Guiding the Googlers
How will the search engine giant's big deal affect K–12 students?
By Evan St. Lifer, Editor -- School Library Journal, 1/1/2005
The library community has been discussing, planning, lamenting and, yes, obsessing over this moment for years. In case you haven't heard, Google, flush with more than $1 billion after a stratospheric initial public offering, has forged agreements with some of the world's leading research libraries to digitize most of their content. The project could take as long as a decade and cost upwards of $150 million.

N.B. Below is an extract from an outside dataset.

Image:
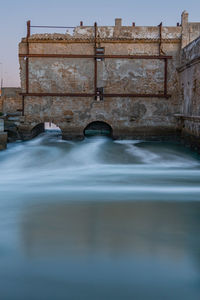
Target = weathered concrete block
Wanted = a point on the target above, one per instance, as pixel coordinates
(1, 125)
(3, 140)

The romantic notion of the virtual library—or what I prefer to call the "transportable library," a veritable Library of Congress that's easy to reach from one's handheld device—is now upon us. It's not that digital libraries are anything new: several well-established digital initiatives are thriving, with more on the way. It's Google's ability to ratchet up the stakes: a major player is about to digitize the entire book collections of prominent research institutions, including the Stanford and University of Michigan libraries, and a smaller portion of Harvard's and Oxford's collections. This unprecedented deal will pave the way for other Net giants—Yahoo!, Microsoft, and more—to create similar agreements to rival Google's deal, as well as the Library of Congress's own digitization efforts.
While the media (see the New York Times editorial "The Electronic Library," December 21, 2004) and the library field speculate about the impact of Google's latest move on research libraries, I am more concerned about the effect on our younger generations. I'm talking about K–12 students who use "Google" as a verb; the students for whom a research project means a 10- to 12-minute Google search session. Google is what they do, not where they go.
If the world's library holdings are eventually online, how do we defend the use of the physical library? We can't, and we shouldn't. One of the largest and most recent surveys of teens and their online habits, conducted by the U.S. Department of Education, indicates how ingrained the Internet is in their everyday lives. Seven out of 10 teens reported using the Internet for their last big project, and nearly eight out of 10 use the Web to help them with schoolwork.
Librarians can continue to use their information skills to be the gatekeepers of essential knowledge, to guide students through an ever expanding online world, and to play a leading role in honing students' critical thinking skills and promoting inquiry-based learning. Librarians need to help organize this frontier into something more meaningful. Otherwise the Internet runs the risk of devolving into a Googlized version of virtual reality—one in which Google becomes the arbiter of what is relevant.
This month's feature "Instant Web Sites! (Just Add Content)," which begins on page 50, offers some practical advice on how librarians can meet students' and teachers' online needs. While the endeavor is not as simple as the title would have you believe, media specialist Adam Janowski presents an easy-to-follow plan for providing essential Web services, which every librarian who works with children and young adults should offer.